After a covert military intervention on behalf of pro-Moscow factions in Eastern Ukraine created a costly stalemate, the Putin government decided to intervene in the Syrian Civil War on behalf of the Assad regime to distract the world from the Ukraine Crisis and force US cooperation with Russia. Under the Trump Administration, accusations of Russian interference in the 2016 US Presidential Election has hindered the ability of the Trump Administration to act, yet President Trump does appear to have taken a far-friendlier position toward Moscow as compared to his predecessor.
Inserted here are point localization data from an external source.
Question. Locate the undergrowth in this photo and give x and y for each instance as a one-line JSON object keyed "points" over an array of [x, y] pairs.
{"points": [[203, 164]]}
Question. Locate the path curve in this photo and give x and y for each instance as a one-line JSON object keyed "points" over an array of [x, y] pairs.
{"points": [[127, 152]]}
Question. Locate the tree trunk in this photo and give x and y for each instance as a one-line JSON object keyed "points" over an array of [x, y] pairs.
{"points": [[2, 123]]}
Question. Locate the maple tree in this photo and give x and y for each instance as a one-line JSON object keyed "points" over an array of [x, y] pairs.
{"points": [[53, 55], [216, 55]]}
Within the Trump-Putin honeymoon period, i.e. before domineering Trump and domineering Putin conflict on a personal level, a ceasefire covering Southwest Syria, which will hold only if armed factions can continue to accept the terms of the deal, could be the beginning of renewed cooperation with Russia. The question is, however, whether or not Washington should seek a close relationship with Moscow. Even if there are benefits to strong US-Russian ties, there are also costs that must be considered.
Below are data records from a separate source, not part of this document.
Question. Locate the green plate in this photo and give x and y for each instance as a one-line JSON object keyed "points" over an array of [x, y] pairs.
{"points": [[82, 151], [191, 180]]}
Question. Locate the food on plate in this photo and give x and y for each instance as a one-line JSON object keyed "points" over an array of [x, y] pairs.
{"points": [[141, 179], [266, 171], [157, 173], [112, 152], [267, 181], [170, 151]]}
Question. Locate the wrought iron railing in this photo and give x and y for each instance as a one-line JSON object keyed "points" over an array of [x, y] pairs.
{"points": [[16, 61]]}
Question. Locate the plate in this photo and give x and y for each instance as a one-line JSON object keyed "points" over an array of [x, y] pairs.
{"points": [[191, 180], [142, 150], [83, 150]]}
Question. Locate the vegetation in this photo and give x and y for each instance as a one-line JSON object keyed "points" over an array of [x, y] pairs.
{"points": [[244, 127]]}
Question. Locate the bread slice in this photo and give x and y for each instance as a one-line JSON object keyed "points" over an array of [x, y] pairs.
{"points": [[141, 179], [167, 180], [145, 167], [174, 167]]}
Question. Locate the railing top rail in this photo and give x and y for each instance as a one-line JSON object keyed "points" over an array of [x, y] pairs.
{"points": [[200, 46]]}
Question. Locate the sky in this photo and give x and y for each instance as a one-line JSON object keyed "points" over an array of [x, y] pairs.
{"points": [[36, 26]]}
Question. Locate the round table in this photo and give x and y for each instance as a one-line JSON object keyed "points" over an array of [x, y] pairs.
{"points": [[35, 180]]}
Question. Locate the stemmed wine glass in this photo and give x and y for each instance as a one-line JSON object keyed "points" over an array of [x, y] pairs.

In many respects, the Obama Administration “confronted” Russia through passive disengagement. Economic sanctions are, after all, simply a way of saying the US will no longer do business with Russian officials and Russian businesses. Severing diplomatic ties is a way of saying the US will no longer proactively work with Russia on important issues. Such steps can be punishing, yet they do more to strengthen American values and credibility than anything else.
Disengaging from Moscow allowed the US to tell allies that America would not accept a powerful nation like Russia disrespecting the borders and sovereign rights of a weaker nation like Ukraine. It demonstrated the United States stands for international norms and all nations. Reestablishing US-Russia ties must, therefore, occur in response to changes in Russia’s foreign policy. Unfortunately, Russian interference in the 2016 Presidential Election only demonstrates the failure of the Putin government to repent.
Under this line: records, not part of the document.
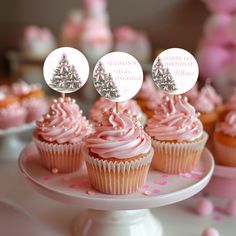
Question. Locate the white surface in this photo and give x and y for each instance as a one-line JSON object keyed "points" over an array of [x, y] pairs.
{"points": [[177, 219], [175, 188]]}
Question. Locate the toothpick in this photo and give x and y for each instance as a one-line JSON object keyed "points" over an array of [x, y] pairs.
{"points": [[117, 107], [63, 95]]}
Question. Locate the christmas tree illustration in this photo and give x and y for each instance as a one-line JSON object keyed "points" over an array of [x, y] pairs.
{"points": [[162, 77], [104, 83], [65, 76]]}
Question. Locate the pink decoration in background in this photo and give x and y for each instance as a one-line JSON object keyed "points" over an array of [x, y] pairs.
{"points": [[210, 232], [231, 208], [216, 29], [221, 6]]}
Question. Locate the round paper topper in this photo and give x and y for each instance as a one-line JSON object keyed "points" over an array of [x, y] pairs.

Decades of Russian interference in Ukrainian politics is what created the Ukraine Crisis. Targeting the American political system only reinforces the case for US-Russian disengagement. The United States does not necessarily need to escalate tensions with Russia, but the cost of embracing Russia under the leadership of Vladimir Putin is weakened credibility, among other things. The US should always seek to resolve conflicts through open dialog and meaningful gestures. The US can also work with Russia out of necessity..
There is, however, no reason to embrace the Russian Bear with open arms. Peace in Syria is valuable, because it helps ensure the stability of the region and it eases the suffering of the Syrian People. It is something the US, Russia, and all other nations should seek for security and humanitarian reasons, yet it is not the foundation for a renewed US-Russian friendship. The US could use Russia’s help with Iran and North Korea, but Russia has very little help to offer even on these secondary issues for the US, which only indirectly impact American interests.
Ultimately, Russia has little to offer the US outside of making amends for the Ukraine Crisis. In recognizing the border disputes between India, China, and Pakistan, as well as US-Indian cooperation, it is clear that the US has far more to gain by strengthening ties with countries like India, instead of countries like Russia. As such, the Trump Administration should pay less attention to the Putins of the world and more to the Modis of the world, i.e. leaders who want a constructive and mutually beneficial relationship with the US.